Page MenuHomeFreeBSD

Attempt to fix race conditions and improve flexibility of iic(4), fix locking in iicbus_request_bus() and iicbus_release_bus()
ClosedPublic

Authored by jah on Mar 25 2015, 5:00 PM.
Tags
None
Referenced Files
Unknown Object (File)
Thu, Nov 28, 6:51 AM
Unknown Object (File)
Nov 13 2024, 4:08 PM
Unknown Object (File)
Nov 3 2024, 1:59 PM
Unknown Object (File)
Oct 15 2024, 2:59 PM
Unknown Object (File)
Oct 2 2024, 5:31 PM
Unknown Object (File)
Oct 2 2024, 4:15 PM
Unknown Object (File)
Oct 2 2024, 2:42 PM
Unknown Object (File)
Sep 29 2024, 5:12 PM
Subscribers

Details

Summary

Fix numerous issues in iic(4) and iicbus(4):
--Allow multiple open iic fds by storing addressing state in cdevpriv
--Fix, as much as possible, the baked-in race conditions in the iic ioctl interface by requesting bus ownership on I2CSTART, releasing it on I2CSTOP/I2CRSTCARD, and requiring bus ownership by the current cdevpriv to use the I/O ioctls
--Reduce internal iic buffer size and remove 1K read/write limit by iteratively calling iicbus_read/iicbus_write
--Eliminate dynamic allocation in I2CWRITE/I2CREAD
--Move handling of I2CRDWR to separate function and improve error handling
--Add new I2CSADDR ioctl to store address in current cdevpriv so that I2CSTART is not needed for read(2)/write(2) to work
--Redesign iicbus_request_bus() and iicbus_release_bus():

--iicbus_request_bus() no longer falls through if the bus is already owned by the requesting device.  Multiple threads on the same device may want exclusive access.  Also, iicbus_release_bus() was never device-recursive anyway.
--Previously, if IICBUS_CALLBACK failed in iicbus_release_bus(), but the following iicbus_poll() call succeeded, IICBUS_CALLBACK would not be issued again
--Do not hold iicbus mtx during IICBUS_CALLBACK call.  There are several drivers that may sleep in IICBUS_CALLBACK, if IIC_WAIT is passed.
Test Plan

Tested with various i2c devices on cx88 capture cards, also used i2c(8) to read chip ID of i2c demodulator

Diff Detail

Repository
rS FreeBSD src repository - subversion
Lint
Lint Skipped
Unit
Tests Skipped

Event Timeline

jah retitled this revision from to Attempt to fix race conditions and improve flexibility of iic(4), fix locking in iicbus_request_bus() and iicbus_release_bus().
jah updated this object.
jah edited the test plan for this revision. (Show Details)

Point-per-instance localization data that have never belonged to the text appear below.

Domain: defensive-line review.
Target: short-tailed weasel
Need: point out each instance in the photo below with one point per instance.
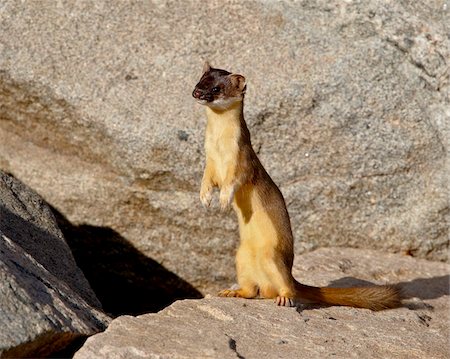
(266, 252)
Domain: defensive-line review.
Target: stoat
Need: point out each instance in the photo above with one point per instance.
(266, 252)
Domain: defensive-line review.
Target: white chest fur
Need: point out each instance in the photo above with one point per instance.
(221, 142)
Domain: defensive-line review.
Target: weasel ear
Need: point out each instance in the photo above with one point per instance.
(206, 67)
(238, 81)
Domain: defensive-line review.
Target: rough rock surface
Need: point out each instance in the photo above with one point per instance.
(29, 222)
(348, 106)
(239, 328)
(45, 300)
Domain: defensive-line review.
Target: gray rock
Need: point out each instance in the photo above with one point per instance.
(348, 106)
(239, 328)
(45, 301)
(29, 222)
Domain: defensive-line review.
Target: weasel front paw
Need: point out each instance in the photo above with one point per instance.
(226, 197)
(206, 195)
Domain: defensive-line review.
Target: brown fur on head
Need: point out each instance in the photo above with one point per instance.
(219, 89)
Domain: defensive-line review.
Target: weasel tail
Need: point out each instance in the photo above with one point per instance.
(266, 251)
(373, 297)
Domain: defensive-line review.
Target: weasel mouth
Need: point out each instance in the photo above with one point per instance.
(201, 102)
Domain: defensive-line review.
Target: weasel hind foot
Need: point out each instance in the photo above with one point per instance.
(230, 293)
(239, 293)
(284, 301)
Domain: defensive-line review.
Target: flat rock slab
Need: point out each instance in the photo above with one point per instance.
(239, 328)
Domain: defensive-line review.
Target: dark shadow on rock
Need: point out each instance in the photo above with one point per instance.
(124, 280)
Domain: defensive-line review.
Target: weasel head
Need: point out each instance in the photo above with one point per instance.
(219, 89)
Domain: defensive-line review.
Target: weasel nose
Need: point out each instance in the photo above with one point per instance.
(196, 93)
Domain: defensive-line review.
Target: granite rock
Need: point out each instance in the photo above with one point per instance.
(347, 103)
(240, 328)
(46, 302)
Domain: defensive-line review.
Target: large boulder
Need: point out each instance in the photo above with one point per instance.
(347, 103)
(46, 302)
(239, 328)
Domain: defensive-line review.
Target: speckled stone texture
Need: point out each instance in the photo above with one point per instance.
(251, 329)
(347, 104)
(46, 302)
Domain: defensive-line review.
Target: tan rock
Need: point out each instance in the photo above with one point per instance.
(347, 103)
(239, 328)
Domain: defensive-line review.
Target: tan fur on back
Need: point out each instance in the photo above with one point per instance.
(266, 252)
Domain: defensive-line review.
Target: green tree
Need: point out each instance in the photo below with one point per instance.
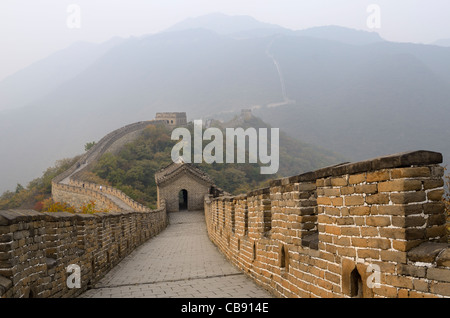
(89, 145)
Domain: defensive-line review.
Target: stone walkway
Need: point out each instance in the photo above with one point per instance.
(181, 262)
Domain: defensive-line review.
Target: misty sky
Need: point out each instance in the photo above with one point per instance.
(33, 29)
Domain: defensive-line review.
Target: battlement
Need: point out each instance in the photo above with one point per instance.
(172, 119)
(327, 233)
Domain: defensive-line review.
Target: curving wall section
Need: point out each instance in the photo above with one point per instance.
(68, 188)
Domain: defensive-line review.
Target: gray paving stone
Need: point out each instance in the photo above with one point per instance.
(181, 262)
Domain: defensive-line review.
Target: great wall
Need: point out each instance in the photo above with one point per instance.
(325, 233)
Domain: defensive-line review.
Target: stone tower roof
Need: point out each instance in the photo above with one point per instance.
(176, 168)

I agree with most of your changes (and thank you for tackling this), but maybe it is time to get rid of the busy loop on EWOULDBLOCK case.

EWOULDBLOCK could only happen when the caller request the iicbus with IIC_DONTWAIT, wouldn't be better to just return EWOULDBLOCK in this case ?

Then the caller could deal with retrying if necessary.

I think this would also make the lock dropping on iicbus_poll() unnecessary.

What do you think ?

sys/dev/iicbus/iiconf.c
151 ↗(On Diff #4408)

The brace should be on if() line.

In D2140#5, @loos wrote:

I agree with most of your changes (and thank you for tackling this), but maybe it is time to get rid of the busy loop on EWOULDBLOCK case.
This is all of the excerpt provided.